Re^2: negative elapsed time? (misinformation)
by BrowserUk (Patriarch) on Aug 08, 2011 at 15:48 UTC
    This article explains the limitations of the Time Stamp Counter register on multi-core x86 CPU's

    Which would be good information to post if Time::HiRes actually used the TSC!


    Examine what is said, not who speaks -- Silence betokens consent -- Love the truth but pardon error.
    "Science is about questioning the status quo. Questioning authority".
    In the absence of evidence, opinion is indistinguishable from prejudice.
Re^2: negative elapsed time?
by saneel (Initiate) on Aug 08, 2011 at 15:44 UTC
    So, is there way where i could program the code to run on only a single core?
      So, is there way where i could program the code to run on only a single core?

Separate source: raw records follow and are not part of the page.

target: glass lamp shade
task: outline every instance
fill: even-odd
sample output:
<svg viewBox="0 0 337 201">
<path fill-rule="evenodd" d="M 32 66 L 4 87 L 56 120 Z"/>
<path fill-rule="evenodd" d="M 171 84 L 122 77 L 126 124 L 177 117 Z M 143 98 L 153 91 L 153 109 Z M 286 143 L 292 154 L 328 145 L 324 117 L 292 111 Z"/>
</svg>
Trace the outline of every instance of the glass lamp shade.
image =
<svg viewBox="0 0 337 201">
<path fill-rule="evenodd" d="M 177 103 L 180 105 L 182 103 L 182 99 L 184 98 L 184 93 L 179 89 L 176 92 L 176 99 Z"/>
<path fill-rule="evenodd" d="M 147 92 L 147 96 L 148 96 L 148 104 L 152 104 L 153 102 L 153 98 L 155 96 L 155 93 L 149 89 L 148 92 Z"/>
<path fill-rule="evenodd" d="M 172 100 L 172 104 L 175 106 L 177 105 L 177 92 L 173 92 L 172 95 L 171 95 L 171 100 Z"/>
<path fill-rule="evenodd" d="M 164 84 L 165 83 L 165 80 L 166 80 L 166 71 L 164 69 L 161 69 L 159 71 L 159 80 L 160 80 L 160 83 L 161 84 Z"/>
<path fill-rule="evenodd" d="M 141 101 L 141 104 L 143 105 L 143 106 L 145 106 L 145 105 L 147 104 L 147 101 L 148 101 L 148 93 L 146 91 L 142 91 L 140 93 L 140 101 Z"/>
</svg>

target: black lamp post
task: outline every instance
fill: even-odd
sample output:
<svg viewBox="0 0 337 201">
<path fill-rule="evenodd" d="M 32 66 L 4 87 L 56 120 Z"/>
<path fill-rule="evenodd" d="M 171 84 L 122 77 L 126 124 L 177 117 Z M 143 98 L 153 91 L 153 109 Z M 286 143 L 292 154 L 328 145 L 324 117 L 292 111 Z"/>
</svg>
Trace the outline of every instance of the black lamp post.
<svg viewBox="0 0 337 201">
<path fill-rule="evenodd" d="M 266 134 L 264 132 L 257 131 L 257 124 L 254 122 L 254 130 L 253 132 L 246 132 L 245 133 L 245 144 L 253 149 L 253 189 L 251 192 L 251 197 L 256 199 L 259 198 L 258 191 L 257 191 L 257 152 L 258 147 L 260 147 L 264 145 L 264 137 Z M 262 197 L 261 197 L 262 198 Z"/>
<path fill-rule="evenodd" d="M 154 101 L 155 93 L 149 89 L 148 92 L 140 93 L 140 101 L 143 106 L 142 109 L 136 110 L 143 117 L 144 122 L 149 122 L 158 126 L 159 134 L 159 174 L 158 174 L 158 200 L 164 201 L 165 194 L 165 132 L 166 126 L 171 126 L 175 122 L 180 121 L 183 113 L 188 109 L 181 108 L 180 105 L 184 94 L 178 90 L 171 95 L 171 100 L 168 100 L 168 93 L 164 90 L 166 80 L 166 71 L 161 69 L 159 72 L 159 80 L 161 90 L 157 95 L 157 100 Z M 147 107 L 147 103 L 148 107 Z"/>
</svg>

      Yes. See the /AFFINITY switch to the windows start command:

      AFFINITY The new application will have the specified processor affinity mask, expressed as a hexadecimal number.

      But I do not think that is the problem here. (As might be evidenced by your lack of response to Re^5: negative elapsed time? (versions?)?)


      Examine what is said, not who speaks -- Silence betokens consent -- Love the truth but pardon error.
      "Science is about questioning the status quo. Questioning authority".
      In the absence of evidence, opinion is indistinguishable from prejudice.